We analyze the population that is served by the water suppliers included in CaRDS to demonstrate that the CaRDS dataset is overall representative of the state of California. The water suppliers in CaRDS serve 52% (20. mio.) of the population in California. We further investigate the size of the communities that are served by the water suppliers (see Fig. 4). We see that nearly 50% of suppliers serve communities smaller than 10,000 people, representing small towns or neighborhoods and very rural settlements. The other half of the suppliers serve medium-sized towns and big cities, representing the more urbanized and metropolitan areas of California. CaRDS therefore represents well small and medium-sized suppliers, while large suppliers, e.g., Urban Water Retail Suppliers (URWS), are underrepresented. If the aim is to investigate URWS only, other data sources such as the SWB water conservation portal may be more suitable. A detailed overview of how many people are served by hydrologic region and climatic zone in California can be found in Table 2.

Fig. 4
figure 4

Relative proportion of water suppliers included in CaRDS across different utility sizes. Utility size is quantified as the population served by each supplier.
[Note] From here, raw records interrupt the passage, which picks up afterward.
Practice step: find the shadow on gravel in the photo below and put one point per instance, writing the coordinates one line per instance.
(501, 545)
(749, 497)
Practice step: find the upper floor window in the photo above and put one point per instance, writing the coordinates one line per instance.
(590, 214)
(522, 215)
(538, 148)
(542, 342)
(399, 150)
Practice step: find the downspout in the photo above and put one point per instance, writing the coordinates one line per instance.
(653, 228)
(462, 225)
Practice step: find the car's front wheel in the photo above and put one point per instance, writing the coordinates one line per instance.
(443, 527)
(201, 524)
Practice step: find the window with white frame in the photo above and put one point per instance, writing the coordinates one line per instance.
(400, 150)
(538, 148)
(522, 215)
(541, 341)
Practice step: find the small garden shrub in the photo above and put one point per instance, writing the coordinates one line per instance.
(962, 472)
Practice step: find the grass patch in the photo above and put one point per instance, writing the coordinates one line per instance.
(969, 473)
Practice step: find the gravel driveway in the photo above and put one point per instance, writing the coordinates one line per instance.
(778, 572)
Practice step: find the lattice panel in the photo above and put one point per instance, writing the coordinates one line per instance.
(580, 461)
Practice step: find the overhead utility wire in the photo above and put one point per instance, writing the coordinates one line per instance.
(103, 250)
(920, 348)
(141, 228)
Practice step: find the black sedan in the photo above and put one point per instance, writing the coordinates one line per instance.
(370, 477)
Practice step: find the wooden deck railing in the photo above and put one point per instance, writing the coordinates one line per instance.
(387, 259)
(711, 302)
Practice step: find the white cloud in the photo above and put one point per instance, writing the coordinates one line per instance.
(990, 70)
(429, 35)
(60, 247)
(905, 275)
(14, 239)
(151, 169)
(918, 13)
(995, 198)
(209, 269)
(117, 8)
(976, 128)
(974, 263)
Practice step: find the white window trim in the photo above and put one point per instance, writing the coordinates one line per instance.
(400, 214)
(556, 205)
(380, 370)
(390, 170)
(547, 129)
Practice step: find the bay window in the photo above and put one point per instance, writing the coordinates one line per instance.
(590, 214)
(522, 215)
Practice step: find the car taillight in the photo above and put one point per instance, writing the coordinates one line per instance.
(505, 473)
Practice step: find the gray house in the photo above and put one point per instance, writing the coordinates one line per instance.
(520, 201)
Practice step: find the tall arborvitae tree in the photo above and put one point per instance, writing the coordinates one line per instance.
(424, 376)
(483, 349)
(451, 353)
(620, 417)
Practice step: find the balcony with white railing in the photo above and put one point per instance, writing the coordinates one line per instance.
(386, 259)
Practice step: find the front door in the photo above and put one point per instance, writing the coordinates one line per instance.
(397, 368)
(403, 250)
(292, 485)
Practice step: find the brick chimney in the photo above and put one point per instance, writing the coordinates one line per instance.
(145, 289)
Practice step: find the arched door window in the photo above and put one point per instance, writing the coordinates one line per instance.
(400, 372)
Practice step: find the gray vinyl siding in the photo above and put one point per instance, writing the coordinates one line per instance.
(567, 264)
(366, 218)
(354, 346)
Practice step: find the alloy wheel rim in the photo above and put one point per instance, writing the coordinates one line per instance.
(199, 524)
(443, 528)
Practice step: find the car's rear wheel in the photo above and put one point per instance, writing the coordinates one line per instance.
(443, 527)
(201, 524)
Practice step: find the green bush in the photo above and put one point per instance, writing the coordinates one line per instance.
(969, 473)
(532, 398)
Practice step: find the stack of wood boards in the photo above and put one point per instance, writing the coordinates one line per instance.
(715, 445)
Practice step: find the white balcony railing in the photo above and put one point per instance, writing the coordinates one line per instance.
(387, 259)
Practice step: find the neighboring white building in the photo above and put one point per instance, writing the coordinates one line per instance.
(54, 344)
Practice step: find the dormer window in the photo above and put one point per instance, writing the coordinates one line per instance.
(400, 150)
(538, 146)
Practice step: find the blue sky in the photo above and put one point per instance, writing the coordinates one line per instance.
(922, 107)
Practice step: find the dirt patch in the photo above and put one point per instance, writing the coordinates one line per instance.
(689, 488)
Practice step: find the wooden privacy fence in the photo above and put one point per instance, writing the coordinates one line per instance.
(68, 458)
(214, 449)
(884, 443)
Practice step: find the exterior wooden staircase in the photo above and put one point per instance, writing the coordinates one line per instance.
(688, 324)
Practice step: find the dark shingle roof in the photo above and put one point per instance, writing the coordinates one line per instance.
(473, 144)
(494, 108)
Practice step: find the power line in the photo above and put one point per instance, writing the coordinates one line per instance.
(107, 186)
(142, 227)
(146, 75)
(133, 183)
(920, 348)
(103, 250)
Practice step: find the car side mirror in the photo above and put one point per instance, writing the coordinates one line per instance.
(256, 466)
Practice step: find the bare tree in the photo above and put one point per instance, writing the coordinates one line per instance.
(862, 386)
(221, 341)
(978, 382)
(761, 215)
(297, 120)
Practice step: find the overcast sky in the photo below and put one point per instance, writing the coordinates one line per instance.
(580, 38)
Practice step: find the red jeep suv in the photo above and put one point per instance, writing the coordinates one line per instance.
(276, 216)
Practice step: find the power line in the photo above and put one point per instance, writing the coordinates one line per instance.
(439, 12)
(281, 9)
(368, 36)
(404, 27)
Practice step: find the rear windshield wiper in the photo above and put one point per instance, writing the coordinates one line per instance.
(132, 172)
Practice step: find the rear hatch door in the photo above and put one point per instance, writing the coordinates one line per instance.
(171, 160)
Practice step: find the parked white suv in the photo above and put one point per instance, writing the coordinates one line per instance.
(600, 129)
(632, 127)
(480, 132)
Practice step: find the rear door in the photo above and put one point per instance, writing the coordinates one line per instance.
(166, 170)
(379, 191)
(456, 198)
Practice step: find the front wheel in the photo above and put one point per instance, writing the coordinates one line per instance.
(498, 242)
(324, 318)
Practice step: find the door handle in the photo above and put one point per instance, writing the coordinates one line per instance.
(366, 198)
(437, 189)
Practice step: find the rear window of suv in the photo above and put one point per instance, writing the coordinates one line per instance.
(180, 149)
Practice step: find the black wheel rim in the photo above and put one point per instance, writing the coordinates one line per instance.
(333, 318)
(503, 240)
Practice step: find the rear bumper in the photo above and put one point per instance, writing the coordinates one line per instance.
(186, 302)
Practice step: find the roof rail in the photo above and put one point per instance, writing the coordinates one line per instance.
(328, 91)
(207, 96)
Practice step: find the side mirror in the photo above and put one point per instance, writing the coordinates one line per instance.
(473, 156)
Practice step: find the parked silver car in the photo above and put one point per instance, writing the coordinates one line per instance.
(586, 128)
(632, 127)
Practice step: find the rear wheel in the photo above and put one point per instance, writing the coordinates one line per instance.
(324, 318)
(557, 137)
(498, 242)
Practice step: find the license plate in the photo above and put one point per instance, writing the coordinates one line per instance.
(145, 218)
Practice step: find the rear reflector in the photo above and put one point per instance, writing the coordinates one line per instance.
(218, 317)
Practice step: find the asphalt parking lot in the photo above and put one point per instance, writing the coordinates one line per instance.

Table 2 Distribution of water suppliers and corresponding population served in the 16 climate zones and 10 hydrologic regions in California.

Spatial analysis

To further verify the spatial representation of CaRDS, we present different spatial distributions of the suppliers in the state of California. To demonstrate that the dataset achieves a satisfactory representation of water suppliers in California, Fig. 5(a) shows the number of suppliers of CaRDS in each of the 10 hydrologic regions California is divided in. We see that, first, each hydrologic region is represented in the dataset. Second, urbanized areas of the state are reflected with a higher number of suppliers being in metropolitan regions (South Coast and San Francisco Bay), and fewer suppliers in rural areas or areas further from metropolitan centers and core infrastructure (North Lahontan and Colorado River). Figure 5(b) shows a similar spatial distribution for the amount of customers served by the suppliers in CaRDS based on the 16 climatic zones in California. A detailed overview of the number of suppliers and population served per hydrologic region and climate zone can be found in Table 2.

Fig. 5
figure 5

Spatial distribution of water suppliers included in CaRDS. The count of water suppliers located in each of the 10 Hydrologic Regions in California is reported in (a). The amount of people served by these suppliers in each of the 16 Climate Zones is represented in (b).

Usage Notes

Data users should take into account the assumptions we made in creating the dataset. For water supply, eAR records do not directly report the monthly water that is supplied to customers, but the water that is produced in a month. Water production means water is either treated surface or ground water, bought from another supplier, or reused and then introduced into the water suppliers’ network through direct distribution or storage. The storage component means that the data might include time lags for when water is actually supplied. Further, the eAR does not report the actual demands of households, but the amount of water that suppliers billed to residential customers. This means that the recorded water demand is dependent on the water meter/reading resolution and meter reading accuracy. In California, most larger urban water suppliers have metered data, but some smaller suppliers may use non-metering methods to quantify customer water use. As socio-economic factors become more important for water management research, the provided supplementary information of the suppliers (see Data Records) gives information on the population served by each supplier. Further, the provided ZIP codes can be used to cross-correlate the data in CaRDS with those from the U.S. Census Bureau. There is a wealth of socio-economic data already available at different spatio-temporal resolutions and it is well organized in their public available data repository (census.gov).